Other Canadian cities are also seeing their costs rise.
Edmonton says its snow-clearing budget is increasing every year and will hit up to $68.5 million by 2026, a cost the city’s general supervisor of infrastructure field operations, Val Dacyk, attributes in part to climate change, including warm temperatures that create slush and flooding.
Winnipeg has budgeted $36.26 million for the 2023 fiscal year — up from $34.70 million in 2022, although the real costs of snow removal have been higher, including $87.18 million in 2022. Mississauga’s winter maintenance budget rose by $1.1 million to $26.82 million for the 2023-24 season.
Even balmy Vancouver has seen its costs steadily rise, from $3.8 million in 2018 to $7.4 million in 2022, during which time the amount of snow the city has received has also increased.
Toronto said its 2024 winter maintenance budget — which is over $100 million per year — is still in development, but will be “higher than 2023” due to “rising costs of equipment, labour and overall market conditions.”
No other city in Canada comes close to spending what Montreal does on snow. In addition to being North America’s snowiest major city, its downtown is dense, meaning there’s little place to put the snow, and it’s too cold to let it melt, Vodanovic said.
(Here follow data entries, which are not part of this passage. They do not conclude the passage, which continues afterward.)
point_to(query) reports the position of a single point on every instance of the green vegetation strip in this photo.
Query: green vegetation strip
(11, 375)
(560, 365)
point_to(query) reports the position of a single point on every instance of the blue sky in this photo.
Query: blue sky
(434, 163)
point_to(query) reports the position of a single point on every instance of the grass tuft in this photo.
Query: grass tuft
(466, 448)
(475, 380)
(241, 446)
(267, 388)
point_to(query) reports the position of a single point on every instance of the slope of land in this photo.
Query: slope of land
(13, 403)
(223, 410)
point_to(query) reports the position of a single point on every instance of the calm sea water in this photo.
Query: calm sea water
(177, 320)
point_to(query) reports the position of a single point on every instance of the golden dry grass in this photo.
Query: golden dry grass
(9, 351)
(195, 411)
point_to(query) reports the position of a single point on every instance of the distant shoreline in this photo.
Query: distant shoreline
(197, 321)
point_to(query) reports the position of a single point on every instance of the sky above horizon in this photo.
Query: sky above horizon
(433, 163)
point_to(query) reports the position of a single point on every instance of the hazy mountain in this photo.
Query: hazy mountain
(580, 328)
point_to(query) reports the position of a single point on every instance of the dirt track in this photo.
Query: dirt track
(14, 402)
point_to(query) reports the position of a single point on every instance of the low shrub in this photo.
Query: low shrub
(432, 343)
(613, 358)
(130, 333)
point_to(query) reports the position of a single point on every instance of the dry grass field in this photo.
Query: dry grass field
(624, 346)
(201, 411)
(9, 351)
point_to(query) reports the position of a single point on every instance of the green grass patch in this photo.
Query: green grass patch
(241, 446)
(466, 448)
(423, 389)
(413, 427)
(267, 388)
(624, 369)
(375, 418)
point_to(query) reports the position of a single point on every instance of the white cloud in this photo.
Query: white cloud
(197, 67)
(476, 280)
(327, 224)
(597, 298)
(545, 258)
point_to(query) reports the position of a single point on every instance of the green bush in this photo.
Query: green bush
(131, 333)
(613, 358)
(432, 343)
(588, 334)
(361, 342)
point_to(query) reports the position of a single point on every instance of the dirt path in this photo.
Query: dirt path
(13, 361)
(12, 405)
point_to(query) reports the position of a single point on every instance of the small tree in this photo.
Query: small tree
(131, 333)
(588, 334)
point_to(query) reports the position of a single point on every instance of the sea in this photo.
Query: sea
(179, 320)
Those conditions force the city to undertake complex snow-removal operations several times a year, which include towing cars, plowing snow into the middle of the street before loading it onto trucks and driving it to one of more than 20 dumps — an operation that has been estimated in recent years at about a million dollars per centimetre of snow removed.
Jean-Philippe Meloche, an assistant professor in urban planning at Université de Montréal, says snowfall management is a huge challenge for elected officials because of the variable nature of the weather and the anger from citizens if it isn’t done right.
“Winter is an obsession for municipal officials,” he said.
As well, the snow-clearing market is uncompetitive, Meloche said, which reduces cities’ options for contractors and makes the industry vulnerable to collusion — although he added that using private companies remains generally cheaper than using city workers.
Costs are rising because of inflation with machinery and labour, but the quality of snow removal is also going up, he said.
In decades past, the city would dump polluted snow in the rivers that surround the Montreal Island, rather than take it to snow dumps, Meloche explained. As well, Montreal and other Canadian cities used to expect residents to stay home when the weather was bad — or to scramble over snowbanks as best they could.
“Today we know if there’s a storm, people are going to go out anyway, and we don’t want people to get hurt,” he said, not least because people can — and do — claim damages from the city after injuries on icy sidewalks.
Vodanovic agrees. Originally from Croatia, she said she remembers how impressed she was the first time she saw snow and the city’s response to it.
“It’s like an army out there that clears the snow and makes the city livable in winter,” she said. “And I think it’s just an amazing feat and I think we don’t recognize it enough.”